Wednesday, January 4, 2012

Online learning: Religious fundamentalisms.

A few weeks ago I attended an e-learning session organised by the Association for Women's Rights in Development (AWID), under the initiative Resisting and Challenging Religious Fundamentalisms (CF). Fascinating stuff -- technology-wise and knowledge-wise -- to listen to activists from Canada and chat with participants from all over the world (Malaysia, Ecuador, India, El Salvador just to name a few) 'live'.

The session started with a short lecture on the various and dynamic definitions of 'religious fundamentalisms'. Of course there are always ideas that we have when we hear that loaded and vague term 'religious fundamentalisms', and just like how a favourite professor of mine starts his class, we threw out related phrases and words.

It gets difficult when certain religious circles appropriate this term and use it in a positive way, but it has the unfortunate effect of total confusion. For example, they emphasise fundamentalism as a good thing, because it's about going back to the 'fundamentals' i.e. basics of the religion, which can't ever be a bad thing. The problem is when, one can't agree on what exactly the basics are.

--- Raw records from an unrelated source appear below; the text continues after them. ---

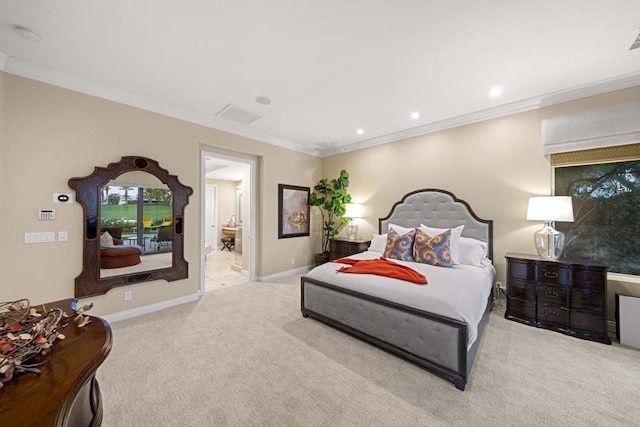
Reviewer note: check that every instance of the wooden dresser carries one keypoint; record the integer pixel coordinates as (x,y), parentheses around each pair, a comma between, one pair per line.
(567,296)
(339,248)
(66,393)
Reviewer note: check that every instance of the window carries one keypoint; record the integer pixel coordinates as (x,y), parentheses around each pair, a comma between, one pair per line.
(606,205)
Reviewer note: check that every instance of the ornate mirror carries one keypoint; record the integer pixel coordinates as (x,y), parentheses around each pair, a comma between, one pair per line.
(133,225)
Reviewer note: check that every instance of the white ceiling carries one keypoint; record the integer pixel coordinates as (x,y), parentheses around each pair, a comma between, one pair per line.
(329,67)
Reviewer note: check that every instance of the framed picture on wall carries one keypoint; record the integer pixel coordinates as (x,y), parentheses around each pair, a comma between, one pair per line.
(293,211)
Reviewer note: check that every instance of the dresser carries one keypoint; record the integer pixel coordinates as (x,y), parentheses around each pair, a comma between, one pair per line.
(566,296)
(339,248)
(66,392)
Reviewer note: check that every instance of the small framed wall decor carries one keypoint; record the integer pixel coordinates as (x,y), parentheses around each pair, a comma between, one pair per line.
(293,211)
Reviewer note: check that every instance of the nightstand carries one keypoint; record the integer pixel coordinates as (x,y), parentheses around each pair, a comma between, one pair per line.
(566,296)
(340,248)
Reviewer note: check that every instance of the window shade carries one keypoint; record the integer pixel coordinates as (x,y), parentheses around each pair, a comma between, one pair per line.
(603,127)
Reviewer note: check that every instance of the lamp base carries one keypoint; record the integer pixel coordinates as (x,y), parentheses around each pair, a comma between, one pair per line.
(549,242)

Religious movements address the growing youth's need for identity and a sense of purpose in society. This is especially important in cases of marginalisation due to ethnicity or class (or both -- again, sounds familiar?). When the state does not provide for the basic needs of their citizens, and religious groups step in to provide health and education, for example, declaring your public belonging to these groups make total sense.

Especially if such aid is conditional -- you have to behave and dress in a certain way and believe (or profess to, at least) certain things.

But what about when there is decent provision of basic services to society? Why do young men (largely) still fall prey to groups like Jemaah Islamiyah? One writer suggests that their type of education -- mostly hard sciences, therefore no notion of nuances or grey areas -- is to blame. Another suggests their economic marginalisation in Singapore society.

Whatever it is, can we at least agree that religious fundamentalisms are not a positive force?